Honestly I'm not really sure what self-hosting is! I'm gonna do some reading and check out these sites, thanks for the info.

[–] CombatWombatEsq@lemmy.world 6 points 21 hours ago (1 children)

The fediverse counter to Discord is called Matrix, but I suspect you’ll find it wanting for the same reasons you decided to create a subreddit, rather than a threadiverse community.

[–] YMSVZ@sh.itjust.works 2 points 21 hours ago (1 children)

Honestly I had no idea what Lemmy was until a couple days ago. Really I chose reddit cause I already used it, it had a big userbase in which to attract a crowd from etc.

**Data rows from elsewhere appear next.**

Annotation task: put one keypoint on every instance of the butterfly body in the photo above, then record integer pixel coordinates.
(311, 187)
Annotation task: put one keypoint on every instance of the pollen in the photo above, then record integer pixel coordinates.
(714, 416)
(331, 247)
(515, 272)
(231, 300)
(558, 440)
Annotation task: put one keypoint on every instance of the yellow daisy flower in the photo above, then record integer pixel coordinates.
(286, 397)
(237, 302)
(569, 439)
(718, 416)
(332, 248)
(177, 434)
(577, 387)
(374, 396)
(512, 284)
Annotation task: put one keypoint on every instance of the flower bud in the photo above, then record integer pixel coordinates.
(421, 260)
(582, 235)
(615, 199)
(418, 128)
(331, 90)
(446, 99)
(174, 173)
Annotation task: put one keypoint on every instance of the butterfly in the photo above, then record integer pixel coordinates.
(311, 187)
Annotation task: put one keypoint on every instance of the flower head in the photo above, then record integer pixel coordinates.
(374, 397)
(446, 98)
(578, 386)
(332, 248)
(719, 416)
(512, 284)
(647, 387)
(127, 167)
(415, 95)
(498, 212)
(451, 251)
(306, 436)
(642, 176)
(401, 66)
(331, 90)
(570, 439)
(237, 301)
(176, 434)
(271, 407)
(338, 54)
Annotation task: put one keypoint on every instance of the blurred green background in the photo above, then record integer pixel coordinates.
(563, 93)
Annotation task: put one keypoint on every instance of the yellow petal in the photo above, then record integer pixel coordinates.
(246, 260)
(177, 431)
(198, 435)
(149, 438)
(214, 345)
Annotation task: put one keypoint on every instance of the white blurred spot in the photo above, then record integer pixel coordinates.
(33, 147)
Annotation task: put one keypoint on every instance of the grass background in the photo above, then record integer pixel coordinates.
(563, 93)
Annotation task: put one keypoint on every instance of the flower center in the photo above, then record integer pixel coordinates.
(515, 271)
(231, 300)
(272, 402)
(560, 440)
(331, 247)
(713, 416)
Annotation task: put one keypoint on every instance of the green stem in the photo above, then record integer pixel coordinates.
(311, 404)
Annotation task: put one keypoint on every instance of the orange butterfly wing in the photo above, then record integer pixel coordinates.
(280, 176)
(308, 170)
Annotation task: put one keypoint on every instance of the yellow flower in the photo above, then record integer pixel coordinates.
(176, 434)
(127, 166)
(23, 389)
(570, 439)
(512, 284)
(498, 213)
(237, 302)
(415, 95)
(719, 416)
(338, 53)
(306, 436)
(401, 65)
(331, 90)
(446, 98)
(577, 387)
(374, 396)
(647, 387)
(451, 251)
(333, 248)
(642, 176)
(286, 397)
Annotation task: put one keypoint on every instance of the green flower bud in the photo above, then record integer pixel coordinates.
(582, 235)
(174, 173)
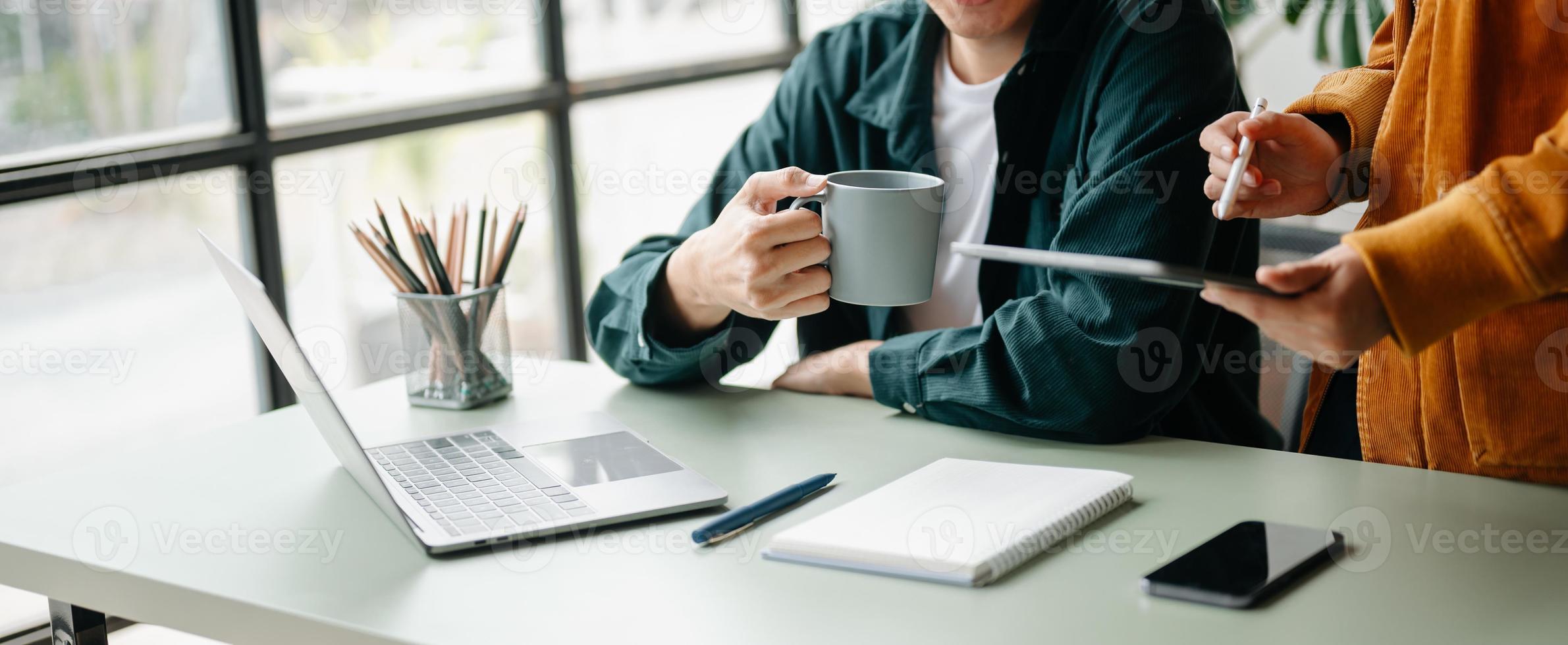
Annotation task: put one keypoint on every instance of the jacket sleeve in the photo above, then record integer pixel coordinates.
(1359, 94)
(618, 311)
(1064, 362)
(1496, 240)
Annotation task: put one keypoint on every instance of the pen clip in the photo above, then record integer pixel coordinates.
(728, 534)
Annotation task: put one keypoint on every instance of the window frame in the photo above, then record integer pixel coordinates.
(256, 146)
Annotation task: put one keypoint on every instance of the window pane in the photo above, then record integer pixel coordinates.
(635, 180)
(618, 36)
(333, 286)
(328, 59)
(819, 14)
(115, 328)
(74, 74)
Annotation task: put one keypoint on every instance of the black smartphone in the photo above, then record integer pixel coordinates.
(1244, 564)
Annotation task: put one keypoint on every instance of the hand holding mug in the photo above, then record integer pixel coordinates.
(753, 261)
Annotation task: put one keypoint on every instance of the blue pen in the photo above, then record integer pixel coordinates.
(742, 517)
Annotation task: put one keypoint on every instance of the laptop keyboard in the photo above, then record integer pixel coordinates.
(477, 484)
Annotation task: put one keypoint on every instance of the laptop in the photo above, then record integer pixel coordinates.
(485, 486)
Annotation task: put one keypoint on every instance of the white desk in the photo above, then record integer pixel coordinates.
(643, 581)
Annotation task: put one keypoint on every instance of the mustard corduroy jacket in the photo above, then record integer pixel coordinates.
(1459, 135)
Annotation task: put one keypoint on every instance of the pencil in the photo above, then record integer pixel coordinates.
(1244, 155)
(490, 248)
(500, 249)
(413, 235)
(385, 226)
(381, 262)
(512, 245)
(463, 243)
(398, 263)
(429, 245)
(479, 245)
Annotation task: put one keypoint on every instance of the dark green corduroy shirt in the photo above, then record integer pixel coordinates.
(1098, 152)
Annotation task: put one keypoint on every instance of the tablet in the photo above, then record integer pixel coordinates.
(1158, 273)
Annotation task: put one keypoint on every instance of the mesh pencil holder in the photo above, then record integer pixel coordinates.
(460, 348)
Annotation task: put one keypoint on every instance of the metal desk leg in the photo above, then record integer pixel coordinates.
(72, 625)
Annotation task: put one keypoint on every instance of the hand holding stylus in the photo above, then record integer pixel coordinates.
(1291, 168)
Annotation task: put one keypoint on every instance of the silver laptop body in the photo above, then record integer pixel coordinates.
(488, 484)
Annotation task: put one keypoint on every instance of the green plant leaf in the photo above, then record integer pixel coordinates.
(1351, 38)
(1294, 9)
(1322, 30)
(1236, 11)
(1376, 14)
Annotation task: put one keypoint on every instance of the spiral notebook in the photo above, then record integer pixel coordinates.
(957, 520)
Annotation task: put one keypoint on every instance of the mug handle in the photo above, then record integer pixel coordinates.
(819, 197)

I want to get off reddit too. That's why I came here to ask the question, I figured people here might be more knowledgeable and could point me in the right direction.

[–] CombatWombatEsq@lemmy.world 7 points 21 hours ago

Sorry, I didn’t mean that accusatorily, I meant it quite literally. Both Reddit and Discord are much smoother user experiences and have much larger audiences than their fediverse counterparts. I totally get why people still use the corporate counterparts. I’m glad you’re here, and I hope more people come join us, and you shouldn’t feel like you have to apologize for maintaining a Reddit presence. Someone has to stay there to invite people across, at the very least.